Kamis, 01 Maret 2012

AKIDAH NASI

KH. Kholil, atau sering dipanggil dengan sebutan Syaikhana Kholil atau Mbah Kholil adalah sesosok ulama’ kharismatik pada zamannya. Bahkan KH. Hasyim Ay’ary, Pendiri Organisasi Islam terbesar di dunia, Nahdlatul Ulama’ pernah berguru padanya. Umat Islam, khususnya kaum nahdliyin meyakini bahwa beliau adalah seorang Waliyullah.

Di masa kecilnya beliau sudah memiliki keanehan-keanehan antara lain, di saat sedang nyantri di sebuah Pesantren. Pada saat itu sedang shalat maghrib berjama’ah dengan gurunya. Ketika sang imam mengucapkan kalimat takbiratul ihram, ia tidak mengikuti, bahkan ketawa keras. Mendengar ketawa khalil, spontan para jama’ah mengurungkan shalat maghrib. Dan sang gurunya pun marah.

“Khalil, kamu itu shalat kok ketawa?” demikian bentak gurunya

”Bagaimana saya nggak ketawa guru?” jawab khalil

“Memangnya ada apa khalil?” Tanya guru ingin tahu.

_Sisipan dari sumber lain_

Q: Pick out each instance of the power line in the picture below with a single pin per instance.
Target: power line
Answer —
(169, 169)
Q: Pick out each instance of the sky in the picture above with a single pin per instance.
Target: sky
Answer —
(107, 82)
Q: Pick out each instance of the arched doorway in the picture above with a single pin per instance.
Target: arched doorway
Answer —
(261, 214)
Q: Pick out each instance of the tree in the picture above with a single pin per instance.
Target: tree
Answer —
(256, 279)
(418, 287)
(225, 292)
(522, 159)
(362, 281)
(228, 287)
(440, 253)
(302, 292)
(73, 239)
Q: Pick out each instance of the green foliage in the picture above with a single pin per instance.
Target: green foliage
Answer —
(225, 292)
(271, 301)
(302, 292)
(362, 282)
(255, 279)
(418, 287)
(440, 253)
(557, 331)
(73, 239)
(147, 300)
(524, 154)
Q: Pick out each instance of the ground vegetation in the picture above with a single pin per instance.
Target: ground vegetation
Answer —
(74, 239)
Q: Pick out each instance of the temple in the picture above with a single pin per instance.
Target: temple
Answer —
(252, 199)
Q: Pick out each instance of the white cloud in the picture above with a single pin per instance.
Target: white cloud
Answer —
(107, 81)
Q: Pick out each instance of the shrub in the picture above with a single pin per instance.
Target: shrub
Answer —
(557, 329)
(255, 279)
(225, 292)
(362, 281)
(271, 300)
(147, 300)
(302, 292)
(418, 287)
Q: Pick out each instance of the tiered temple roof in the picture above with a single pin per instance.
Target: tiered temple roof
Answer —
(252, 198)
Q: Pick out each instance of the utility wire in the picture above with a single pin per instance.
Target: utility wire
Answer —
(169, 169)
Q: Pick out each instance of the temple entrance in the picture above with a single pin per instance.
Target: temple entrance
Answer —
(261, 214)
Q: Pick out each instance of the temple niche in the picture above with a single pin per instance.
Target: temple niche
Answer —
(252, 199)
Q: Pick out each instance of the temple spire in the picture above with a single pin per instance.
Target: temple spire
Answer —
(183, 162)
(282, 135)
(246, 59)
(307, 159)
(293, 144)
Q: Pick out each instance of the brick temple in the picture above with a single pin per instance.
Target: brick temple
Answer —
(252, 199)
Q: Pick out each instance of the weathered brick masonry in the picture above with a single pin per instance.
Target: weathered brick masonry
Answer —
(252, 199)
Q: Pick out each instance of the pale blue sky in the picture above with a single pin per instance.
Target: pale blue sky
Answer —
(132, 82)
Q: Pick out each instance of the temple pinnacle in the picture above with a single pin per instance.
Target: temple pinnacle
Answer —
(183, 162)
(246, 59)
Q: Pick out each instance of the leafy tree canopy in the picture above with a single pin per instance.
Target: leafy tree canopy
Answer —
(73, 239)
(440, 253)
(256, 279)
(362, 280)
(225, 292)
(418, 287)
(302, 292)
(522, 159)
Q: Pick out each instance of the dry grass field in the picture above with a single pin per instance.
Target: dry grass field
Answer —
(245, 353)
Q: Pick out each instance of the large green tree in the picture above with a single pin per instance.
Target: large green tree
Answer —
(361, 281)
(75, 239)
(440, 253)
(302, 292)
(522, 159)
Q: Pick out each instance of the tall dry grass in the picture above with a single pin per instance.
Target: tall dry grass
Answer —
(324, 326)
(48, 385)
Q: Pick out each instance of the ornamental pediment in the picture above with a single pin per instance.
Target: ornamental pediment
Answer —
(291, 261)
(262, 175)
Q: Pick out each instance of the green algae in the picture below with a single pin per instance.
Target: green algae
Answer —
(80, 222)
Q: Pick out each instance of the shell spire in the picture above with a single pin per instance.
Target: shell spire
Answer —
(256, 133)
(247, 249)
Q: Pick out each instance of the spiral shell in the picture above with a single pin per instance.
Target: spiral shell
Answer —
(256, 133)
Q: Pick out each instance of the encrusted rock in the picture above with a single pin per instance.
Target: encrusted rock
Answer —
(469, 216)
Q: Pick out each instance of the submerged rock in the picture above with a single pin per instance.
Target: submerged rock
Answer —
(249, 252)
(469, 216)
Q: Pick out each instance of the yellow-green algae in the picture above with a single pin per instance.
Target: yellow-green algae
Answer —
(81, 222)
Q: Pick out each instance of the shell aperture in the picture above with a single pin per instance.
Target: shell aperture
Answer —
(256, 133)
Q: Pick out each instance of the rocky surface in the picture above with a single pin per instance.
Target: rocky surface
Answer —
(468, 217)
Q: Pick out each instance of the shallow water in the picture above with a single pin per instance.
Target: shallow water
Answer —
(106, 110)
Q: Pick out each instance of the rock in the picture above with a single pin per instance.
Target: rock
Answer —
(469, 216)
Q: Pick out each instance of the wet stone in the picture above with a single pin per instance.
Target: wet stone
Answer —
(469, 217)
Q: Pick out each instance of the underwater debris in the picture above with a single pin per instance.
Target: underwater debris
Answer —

“Ha ha ha ha, karena saat pak kyai mengucap kalimat takbiratul ihram, saya melihat sebakul nasi sedang mutar-mutar di atas kepala pak kyai.” demikian penjelasan Khalil kecil.

Mendengar ucapan itu, sang imam tersenyum kecut. Diam-diam dalam hatinya mengagumi kehebatan Khalil ,”hemm, anak ini rupanya punya keistewaan, dapat mengetahui hatiku. Ia tahu kalau aku sedang lapar, dan saat mengawali shalat aku ingin cepat- cepat selesai, karena hendak bergegas memakan nasi yang sudah disiapkan istriku.”

Dongeng tersebut muncul lagi dalam benakku, ketika menyaksikan berita tentang ”Tragedi Priuk”. Dimana telah terjadi pertentangan antara kepentingan ”penertiban” dengan penyelamatan asset budaya Islam, sekaligus salah satu sarana ritual sebagian Ummat Islam.

Kisah mbah Kholil itu, mengajarkan kepada kita bahwa, betapapun seorang pemimpin jika tidak bisa mengendalikan kepentingan perut, maka mudah menggoyahkan kekhusukannya dalam pengabidannya pada Tuhan. Bahkan kekhusukan shalatpun akan buyar.

Nasi adalah simbul kebutuhan pokok manusia. Dalam spektrum pandangan yang lebih luas, termasuk didalamnya adalah kepentingan duniawi, jabatan, kerja, profesi, status sosial dan kepentingan-kepentingan lain yang menjanjikan kehidupan di dunia ini. Jika aqidah manusia terkontaminasi dengan hal-hal itu, tidak mengedepankan pada nilai-nilai ketuhanan, berarti laksana orang yang lagi shalat sedang mengingat-ingat nasi, karena tak kuat menahan lapar.

Par-par lapar

Lapar orang miskin pada sesuap nasi

Lapar orang kaya pada sesuap berlian

Lapar orang kuasa pada sesuap nama

Lapar orang pintar pada sesuap tipu daya

Lapar orang sombong pada sesuap kecongkakan

Lapar pengemis pada sesuap sedekah

Par par lapar segalanya

Jika mansia tak mampu mengendalikan rasa laparnya, apa yang terjadi? Rasulullah SAW. memberikan peringatan bahwa, ”Kaadza Al Fakru Ayyakuuna Kufran.” hampir saja kemiskinan itu menjerumuskan kekufuran.

Dalam segi bahasa, Kufur, berasal dari kata ”Kafara” mengandung mak’na menutup. Orang yang kufur adalah menutup nilai-nilai kebenaran, sehingga meremehkan pihak lain dan tidak menerima atau mengabaikan kepentingan orang lain demi pemuasan nafsunya yang lapar.

Kufur adalah embrio dari kesombongan atau kadang sebaliknya. Dan kesombongan adalah musuh Tuhan, terhina dan dihinakan. Menceramati persoalan ”Tragedi di Makam Mbah Priuk”, siapakah yang miskin moral, sehingga lapar akan nilai-nilai kebenaran, dan dikhawatirkan akan terjerumus dalam kubang kekufuran? Andalah yang lebih tahu.